あの舞踏会では、きっと周りなんて関係なかった。ただ、目の前の人に一生懸命で。他のことなんて入り込む余地もなかったから、上手く嚙み合って本来の実力が出せたんだろう。
「
……そう、か。僕の気持ちか」
マッキ先輩の目があたしに向いた。爽やかな色だなあ、と思う。
「アセルマン家の者でありながら、ダンスの一つも出来ないと思われるのは恥だと
……周りを気にしているというのは、確かにキミの指摘通りかもしれない」
ゆっくりと立ち上がったマッキ先輩の顔には、自嘲めいた笑みが浮かんでいる。
「
……じゃあ、あれですね! 今ここにはあたしとトトしか居ないし、緊張することないですよっ」
「あれってどれ? じゃなくて、いや緊張するからね!」
あれってどれ、はあたしも思ったけど。
それより、マッキ先輩にとってあたしは“緊張する相手”なのか。そか。失敗を咎めるような、マッキ先輩を緊張させる誰かと同じなのか。
……ああ、さっきのネガティブ。あたしはそれが、何だかちょっぴり悔しくて悲しかったのか。
「あたしはほら、こんなゆるゆる~ですから! マッキ先輩もゆるゆる~でだいじょーぶですって!」
「緊張しないわけないだろう!」
明るくいつもの調子で言ったのに、マッキ先輩は強く断言した。広げた手が固まる。
せめて顔には出さないように、と踏ん張ったことは幸いにして気付かれなかったようで、マッキ先輩は帽子を目深に下ろした。トトがマッキ先輩とあたしを交互に見ている。
「
……大事な後輩の前だ、格好良くいたいと思うのは当然じゃないか」
ぽつり、と。マッキ先輩の小さな声に目を丸くする。
「あの舞踏会の日、キミとリュシアンが羨ましかった。すぐに馴染んで社交し、見事に役目を果たしていた。それに比べて僕は、と落ち込んだものさ。今日だって折角付き合ってくれているのに格好の悪い所ばかりだ」
そんなことない。マッキ先輩はいつだって一生懸命なのに。
マッキ先輩は俯いて、何か言いたいのに上手く言えるか分からなくて、でも、それでも言いたくて。

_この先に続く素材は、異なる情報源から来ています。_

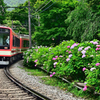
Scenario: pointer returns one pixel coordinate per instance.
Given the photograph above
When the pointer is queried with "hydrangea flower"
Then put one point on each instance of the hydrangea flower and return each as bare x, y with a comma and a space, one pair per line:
83, 52
92, 69
83, 56
60, 56
94, 42
69, 52
97, 64
87, 48
54, 58
84, 69
74, 45
54, 63
70, 55
80, 48
53, 73
97, 49
98, 46
35, 65
36, 60
52, 38
67, 59
85, 88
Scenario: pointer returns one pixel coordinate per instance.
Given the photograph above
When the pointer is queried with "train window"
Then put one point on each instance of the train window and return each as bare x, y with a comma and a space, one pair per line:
25, 43
4, 39
16, 41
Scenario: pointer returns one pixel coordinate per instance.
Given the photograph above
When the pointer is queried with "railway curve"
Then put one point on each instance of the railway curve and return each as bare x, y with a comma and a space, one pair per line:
15, 90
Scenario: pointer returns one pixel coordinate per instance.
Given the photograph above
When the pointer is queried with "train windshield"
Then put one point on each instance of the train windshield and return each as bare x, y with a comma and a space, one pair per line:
4, 38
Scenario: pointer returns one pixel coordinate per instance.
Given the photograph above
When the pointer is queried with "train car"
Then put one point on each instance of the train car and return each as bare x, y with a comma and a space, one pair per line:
12, 45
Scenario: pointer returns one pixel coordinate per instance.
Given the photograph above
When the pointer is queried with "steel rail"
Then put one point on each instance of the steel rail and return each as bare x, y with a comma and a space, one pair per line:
22, 86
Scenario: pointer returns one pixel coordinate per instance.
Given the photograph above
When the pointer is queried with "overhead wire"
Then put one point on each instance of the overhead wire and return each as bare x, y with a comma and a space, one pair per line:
43, 6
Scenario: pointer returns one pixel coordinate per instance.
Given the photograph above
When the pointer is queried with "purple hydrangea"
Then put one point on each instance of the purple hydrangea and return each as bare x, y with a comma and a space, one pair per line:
70, 55
80, 48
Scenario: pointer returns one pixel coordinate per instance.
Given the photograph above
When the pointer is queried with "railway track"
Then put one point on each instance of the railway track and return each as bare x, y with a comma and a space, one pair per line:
12, 89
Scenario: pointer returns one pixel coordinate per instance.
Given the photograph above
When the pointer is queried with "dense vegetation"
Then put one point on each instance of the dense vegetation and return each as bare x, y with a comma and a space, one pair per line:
76, 21
79, 62
13, 3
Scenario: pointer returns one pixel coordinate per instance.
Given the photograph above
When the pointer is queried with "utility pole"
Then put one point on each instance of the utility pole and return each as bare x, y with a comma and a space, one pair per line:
12, 24
29, 19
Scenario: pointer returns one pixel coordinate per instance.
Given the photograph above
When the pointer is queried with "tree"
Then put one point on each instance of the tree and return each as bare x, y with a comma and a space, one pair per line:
52, 27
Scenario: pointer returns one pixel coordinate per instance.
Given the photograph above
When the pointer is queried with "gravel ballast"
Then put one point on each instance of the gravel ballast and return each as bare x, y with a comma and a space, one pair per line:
35, 83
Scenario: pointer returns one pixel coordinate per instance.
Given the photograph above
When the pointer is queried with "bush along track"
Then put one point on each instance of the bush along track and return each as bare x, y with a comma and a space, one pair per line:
75, 62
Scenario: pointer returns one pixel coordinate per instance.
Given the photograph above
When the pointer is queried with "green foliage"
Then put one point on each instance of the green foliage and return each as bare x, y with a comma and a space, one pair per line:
95, 5
82, 24
2, 11
13, 3
52, 26
66, 60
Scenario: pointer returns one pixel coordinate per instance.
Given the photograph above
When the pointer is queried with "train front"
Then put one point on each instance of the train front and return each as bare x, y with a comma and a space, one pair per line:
5, 52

口を開こうとした時、マッキ先輩は顔を上げた。ふ、と苦笑する。
「すまない。後輩にこんな愚痴を聞かせるなど
……忘れてくれ」
「そんなことない!!」
「ひょえ!?」
あたしの咄嗟の大声にマッキ先輩は飛び上がった。トトも飛び上がった。
「マッキ先輩はね、かっこいいんです!」
「え、ちょ、キミ、僕の話聞いてた?」
「自分の弱点
……と思ってること、かな。そういうの見せてくれるのって勇気のいることだし。あたしは見せてくれるのが嬉しいし! それに、マッキ先輩はいっつも立ち向かうし、あたしやトトのこと助けてくれるじゃないですか!」
マッキ先輩のことを凄いなと思うのは、そういう所だ。何があっても立ち向かう。足を止めたように見えてもまた顔を上げる。トトのことを半信半疑に思ってた時でも、否定はしなかった。マスコットを失くした時、ずっと最後まで探してくれた。

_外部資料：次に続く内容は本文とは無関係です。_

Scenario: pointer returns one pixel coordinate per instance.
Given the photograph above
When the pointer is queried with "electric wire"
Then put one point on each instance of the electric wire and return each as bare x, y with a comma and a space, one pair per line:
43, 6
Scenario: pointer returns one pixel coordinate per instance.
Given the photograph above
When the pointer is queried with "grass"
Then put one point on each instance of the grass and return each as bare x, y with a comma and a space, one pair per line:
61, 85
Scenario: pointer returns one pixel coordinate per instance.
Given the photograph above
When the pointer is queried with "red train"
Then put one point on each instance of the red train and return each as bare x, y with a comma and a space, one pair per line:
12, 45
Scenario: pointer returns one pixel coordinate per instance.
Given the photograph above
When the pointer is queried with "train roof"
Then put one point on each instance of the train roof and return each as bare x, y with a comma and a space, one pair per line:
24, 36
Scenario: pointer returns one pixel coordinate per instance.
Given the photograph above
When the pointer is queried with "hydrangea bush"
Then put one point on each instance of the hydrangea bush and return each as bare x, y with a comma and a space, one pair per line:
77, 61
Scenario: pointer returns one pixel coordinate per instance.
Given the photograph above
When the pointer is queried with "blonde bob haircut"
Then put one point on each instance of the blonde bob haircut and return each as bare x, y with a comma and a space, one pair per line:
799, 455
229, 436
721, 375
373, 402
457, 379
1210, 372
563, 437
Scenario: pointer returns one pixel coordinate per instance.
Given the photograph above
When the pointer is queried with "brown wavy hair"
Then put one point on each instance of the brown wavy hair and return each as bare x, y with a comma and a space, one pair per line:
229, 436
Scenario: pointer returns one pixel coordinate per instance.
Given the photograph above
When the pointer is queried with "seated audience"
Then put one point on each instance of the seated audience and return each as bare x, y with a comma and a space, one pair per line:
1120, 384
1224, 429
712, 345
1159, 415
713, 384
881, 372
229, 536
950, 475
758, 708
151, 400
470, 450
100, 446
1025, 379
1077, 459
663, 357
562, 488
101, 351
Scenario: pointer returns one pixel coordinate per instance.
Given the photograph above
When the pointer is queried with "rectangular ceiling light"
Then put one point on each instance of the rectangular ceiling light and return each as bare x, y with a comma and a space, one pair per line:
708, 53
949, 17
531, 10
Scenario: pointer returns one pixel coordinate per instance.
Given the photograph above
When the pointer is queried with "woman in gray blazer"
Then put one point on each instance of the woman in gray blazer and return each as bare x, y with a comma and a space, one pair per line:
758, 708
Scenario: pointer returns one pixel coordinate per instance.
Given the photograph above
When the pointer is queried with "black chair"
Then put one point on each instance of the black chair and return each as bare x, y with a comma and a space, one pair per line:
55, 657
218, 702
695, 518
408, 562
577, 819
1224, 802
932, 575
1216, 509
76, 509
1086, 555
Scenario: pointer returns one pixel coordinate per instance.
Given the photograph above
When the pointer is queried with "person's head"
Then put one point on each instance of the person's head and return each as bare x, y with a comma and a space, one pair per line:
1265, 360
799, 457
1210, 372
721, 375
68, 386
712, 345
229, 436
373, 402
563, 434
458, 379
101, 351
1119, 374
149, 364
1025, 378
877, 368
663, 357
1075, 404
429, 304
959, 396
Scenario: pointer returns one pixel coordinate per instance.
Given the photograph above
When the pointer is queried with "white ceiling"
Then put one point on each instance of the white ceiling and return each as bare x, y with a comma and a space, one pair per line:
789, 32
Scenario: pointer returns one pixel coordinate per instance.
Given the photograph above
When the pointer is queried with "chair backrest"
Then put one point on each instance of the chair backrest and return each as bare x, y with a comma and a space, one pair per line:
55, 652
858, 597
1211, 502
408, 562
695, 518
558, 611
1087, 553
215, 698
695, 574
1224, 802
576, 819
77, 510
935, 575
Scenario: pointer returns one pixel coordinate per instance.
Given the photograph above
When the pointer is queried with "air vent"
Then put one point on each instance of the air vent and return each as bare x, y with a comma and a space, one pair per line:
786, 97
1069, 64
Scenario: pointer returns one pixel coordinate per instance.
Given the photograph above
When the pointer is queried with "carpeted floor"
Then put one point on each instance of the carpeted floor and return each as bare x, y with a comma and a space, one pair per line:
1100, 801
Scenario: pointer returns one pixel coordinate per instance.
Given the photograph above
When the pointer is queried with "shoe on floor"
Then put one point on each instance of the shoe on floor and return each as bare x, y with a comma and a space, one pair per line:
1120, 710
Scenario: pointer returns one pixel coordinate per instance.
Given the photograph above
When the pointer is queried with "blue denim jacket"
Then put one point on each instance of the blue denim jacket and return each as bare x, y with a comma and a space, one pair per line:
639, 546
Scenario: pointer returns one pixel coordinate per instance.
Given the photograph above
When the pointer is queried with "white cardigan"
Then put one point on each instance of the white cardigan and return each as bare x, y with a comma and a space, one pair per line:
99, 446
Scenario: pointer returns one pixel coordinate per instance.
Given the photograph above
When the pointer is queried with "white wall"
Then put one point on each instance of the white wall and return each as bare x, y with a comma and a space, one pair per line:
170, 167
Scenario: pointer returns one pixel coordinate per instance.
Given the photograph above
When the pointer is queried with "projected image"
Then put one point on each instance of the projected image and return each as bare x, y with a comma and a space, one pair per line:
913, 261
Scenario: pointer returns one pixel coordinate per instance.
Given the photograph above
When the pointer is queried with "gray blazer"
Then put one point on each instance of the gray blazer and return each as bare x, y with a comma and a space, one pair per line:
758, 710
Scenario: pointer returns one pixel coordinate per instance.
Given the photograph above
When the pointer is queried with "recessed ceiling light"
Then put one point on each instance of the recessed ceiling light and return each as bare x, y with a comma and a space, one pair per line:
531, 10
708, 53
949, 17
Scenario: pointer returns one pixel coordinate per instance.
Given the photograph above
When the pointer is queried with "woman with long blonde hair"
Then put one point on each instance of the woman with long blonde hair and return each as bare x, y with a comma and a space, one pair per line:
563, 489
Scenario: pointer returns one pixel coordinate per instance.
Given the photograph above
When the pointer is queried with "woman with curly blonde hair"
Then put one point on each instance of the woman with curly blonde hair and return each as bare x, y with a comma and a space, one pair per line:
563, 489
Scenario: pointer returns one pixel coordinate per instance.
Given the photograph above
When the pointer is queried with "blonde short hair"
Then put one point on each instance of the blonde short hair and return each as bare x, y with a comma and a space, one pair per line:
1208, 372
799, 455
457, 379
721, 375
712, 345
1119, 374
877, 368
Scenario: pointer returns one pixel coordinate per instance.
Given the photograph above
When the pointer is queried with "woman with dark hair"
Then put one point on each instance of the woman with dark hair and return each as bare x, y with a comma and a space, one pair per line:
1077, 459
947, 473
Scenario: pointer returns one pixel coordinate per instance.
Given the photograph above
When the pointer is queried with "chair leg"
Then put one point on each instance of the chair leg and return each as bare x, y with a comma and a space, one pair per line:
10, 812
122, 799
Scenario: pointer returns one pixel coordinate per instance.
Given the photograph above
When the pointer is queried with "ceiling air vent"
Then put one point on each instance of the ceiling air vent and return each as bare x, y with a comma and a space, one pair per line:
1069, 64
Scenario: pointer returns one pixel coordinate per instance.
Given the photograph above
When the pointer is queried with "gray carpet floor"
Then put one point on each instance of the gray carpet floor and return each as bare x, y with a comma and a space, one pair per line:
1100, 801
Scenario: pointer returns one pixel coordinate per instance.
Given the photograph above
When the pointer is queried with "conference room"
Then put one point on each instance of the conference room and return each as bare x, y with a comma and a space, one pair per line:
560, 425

他にもいっぱい、いっぱいあるのに、溢れ出たほんの一部しか言葉に出来ない。
ぽかん、と目と口を開いていたマッキ先輩は、やがてほんのりと顔を赤く染めた。
「き、キミねえ!」
「なんですか!!?」
「何でもないです!! いや何でもなくないよ!!」
はあ、と吐き出した息が二つ。
うん。あたしもマッキ先輩も落ち着いた。とりあえず。
「
……えっと、じゃ、練習続けます?」
「続ける?」
「あ、うん、そうだね
……」
トトが嬉しそうにあたし達の靴にかわいい手をタッチした。あたしとマッキ先輩の背を高く見せてくれるかっこかわいい靴。
「お揃いですね」
「ん? 何が?」
「靴。あたしもかっこよくなりたいから、お揃い」
に、と笑って見せる。マッキ先輩はむぐぐ、と唸った。なりたい自分っていうのは、どうしてこう遠いのかなあ。

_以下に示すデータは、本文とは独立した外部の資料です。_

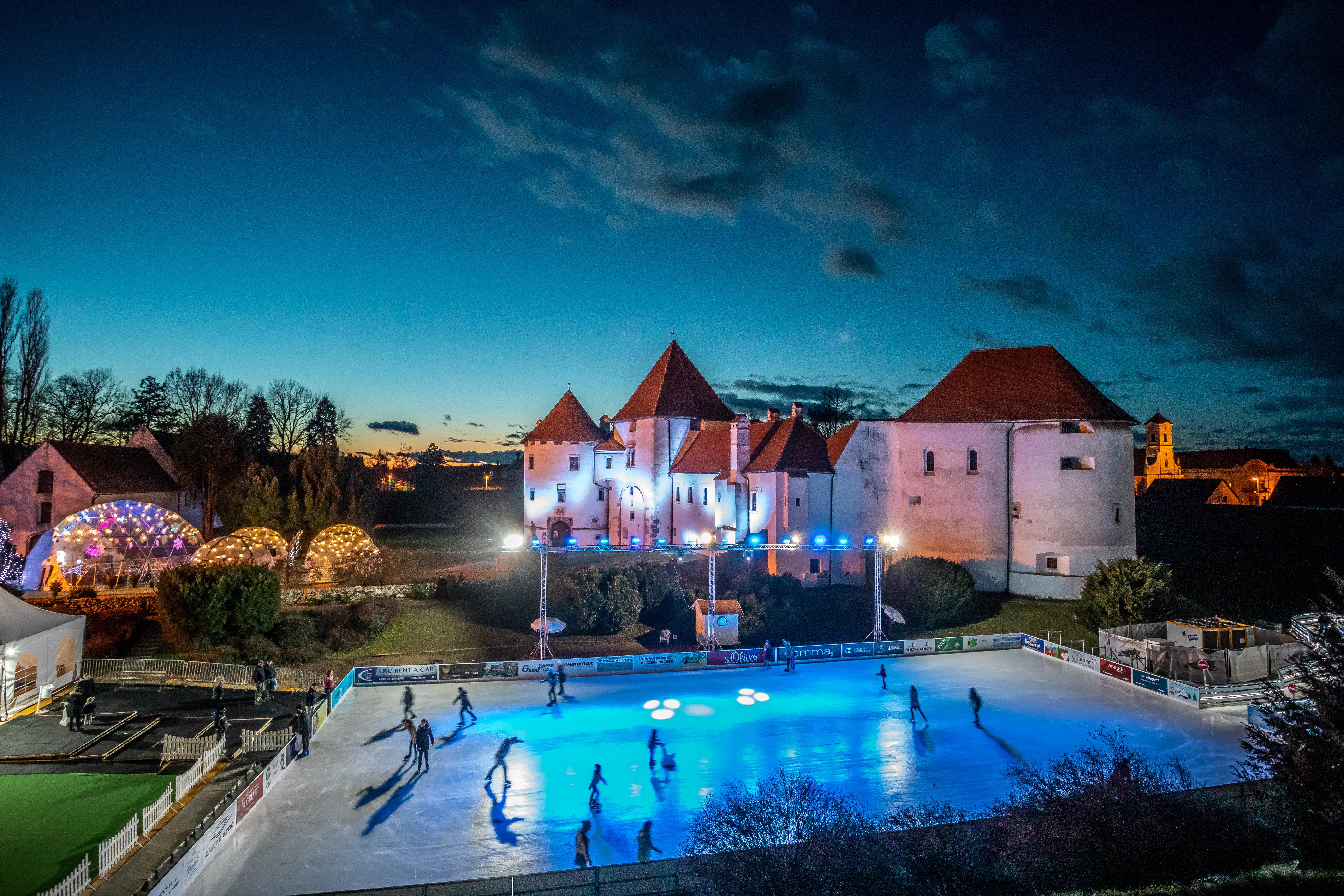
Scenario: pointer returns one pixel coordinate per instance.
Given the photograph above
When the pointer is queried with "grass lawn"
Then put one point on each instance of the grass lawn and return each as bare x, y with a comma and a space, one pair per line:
48, 823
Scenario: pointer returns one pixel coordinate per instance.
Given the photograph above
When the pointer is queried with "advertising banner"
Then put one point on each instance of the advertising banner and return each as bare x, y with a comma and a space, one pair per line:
396, 675
1183, 692
1113, 670
734, 657
1148, 680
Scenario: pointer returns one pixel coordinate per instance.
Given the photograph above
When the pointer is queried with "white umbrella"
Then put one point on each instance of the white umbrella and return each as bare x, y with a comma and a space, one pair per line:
893, 613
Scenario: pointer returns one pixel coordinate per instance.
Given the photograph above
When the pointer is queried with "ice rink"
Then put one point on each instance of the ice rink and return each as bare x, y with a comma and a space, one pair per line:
353, 815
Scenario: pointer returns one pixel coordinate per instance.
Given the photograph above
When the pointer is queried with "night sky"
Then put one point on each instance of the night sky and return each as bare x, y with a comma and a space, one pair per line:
456, 210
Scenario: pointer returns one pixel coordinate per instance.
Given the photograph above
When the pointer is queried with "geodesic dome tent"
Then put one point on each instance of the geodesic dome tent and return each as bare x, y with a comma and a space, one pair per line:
123, 539
339, 546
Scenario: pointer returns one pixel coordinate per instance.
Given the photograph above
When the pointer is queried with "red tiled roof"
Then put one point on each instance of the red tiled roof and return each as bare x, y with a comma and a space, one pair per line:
675, 389
568, 422
1014, 385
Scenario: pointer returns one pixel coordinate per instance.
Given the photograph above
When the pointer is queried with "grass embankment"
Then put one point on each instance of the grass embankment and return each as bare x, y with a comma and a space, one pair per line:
48, 823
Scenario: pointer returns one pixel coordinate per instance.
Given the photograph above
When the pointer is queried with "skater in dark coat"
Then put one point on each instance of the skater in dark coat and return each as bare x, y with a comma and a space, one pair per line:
424, 741
467, 707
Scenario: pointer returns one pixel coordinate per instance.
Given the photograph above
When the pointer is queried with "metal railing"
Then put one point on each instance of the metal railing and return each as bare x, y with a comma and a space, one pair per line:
112, 850
75, 884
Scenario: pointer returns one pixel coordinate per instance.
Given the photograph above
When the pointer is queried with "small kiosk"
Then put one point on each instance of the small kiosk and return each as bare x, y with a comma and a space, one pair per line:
725, 623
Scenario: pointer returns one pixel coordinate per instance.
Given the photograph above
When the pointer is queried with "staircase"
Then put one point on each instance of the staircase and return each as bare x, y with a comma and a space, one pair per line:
148, 643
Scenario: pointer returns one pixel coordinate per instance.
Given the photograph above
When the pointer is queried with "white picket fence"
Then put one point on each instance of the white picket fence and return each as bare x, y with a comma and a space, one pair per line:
111, 851
154, 813
75, 884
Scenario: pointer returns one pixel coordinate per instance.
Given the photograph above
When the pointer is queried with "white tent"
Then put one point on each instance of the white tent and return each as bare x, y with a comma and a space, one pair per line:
40, 648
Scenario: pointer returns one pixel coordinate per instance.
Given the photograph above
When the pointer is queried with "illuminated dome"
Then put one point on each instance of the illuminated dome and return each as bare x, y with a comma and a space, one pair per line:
269, 539
233, 550
121, 538
338, 546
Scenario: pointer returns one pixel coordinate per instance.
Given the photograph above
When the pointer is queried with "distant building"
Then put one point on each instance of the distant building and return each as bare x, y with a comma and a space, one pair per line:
1014, 465
1252, 475
60, 479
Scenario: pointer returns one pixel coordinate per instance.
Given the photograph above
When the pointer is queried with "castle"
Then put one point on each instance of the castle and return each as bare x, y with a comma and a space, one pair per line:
1014, 465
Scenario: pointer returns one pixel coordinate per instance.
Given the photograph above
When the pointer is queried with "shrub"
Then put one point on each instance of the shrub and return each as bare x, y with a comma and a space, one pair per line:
929, 592
1125, 590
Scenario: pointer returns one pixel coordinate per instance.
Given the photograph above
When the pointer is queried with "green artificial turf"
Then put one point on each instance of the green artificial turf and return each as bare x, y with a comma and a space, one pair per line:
48, 823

手を取り合って、再び三拍子を刻む。ゆっくりとステップを踏む。さっきよりマッキ先輩の手は温かい。
「イェルシィくん」
優しい声色で名前を呼ばれる。
「僕の方こそ、キミに助けられているよ。今日のことも、オルタンス嬢の駆け落ちの時も
……いや、改めて考えてみると、キミが入学した時からずっとだな。先輩としては情けないことこの上ないが
……共に戦う仲間としては、とても心強い」
今日の空のようなマッキ先輩の瞳が、あたしを見て微笑んだ。
「ありがとう、イェルシィくん」
透き通って青い。そこに映るあたしは、何だかまあるく見えて。
「おはよう、マッキ先輩」
「何で今!? もう昼が近いし最初に挨拶したよね!?」
「おはよ、マッキ!」
「トトくんまで!?」
トトは三拍子に合わせてくるりくるりと回って舞う。
あたし達は笑いながらワルツを踊る。
だって、何だか、はっと目が覚めたような気がしたから。マッキ先輩の瞳に映るあたしは、おひさまのように見えたから。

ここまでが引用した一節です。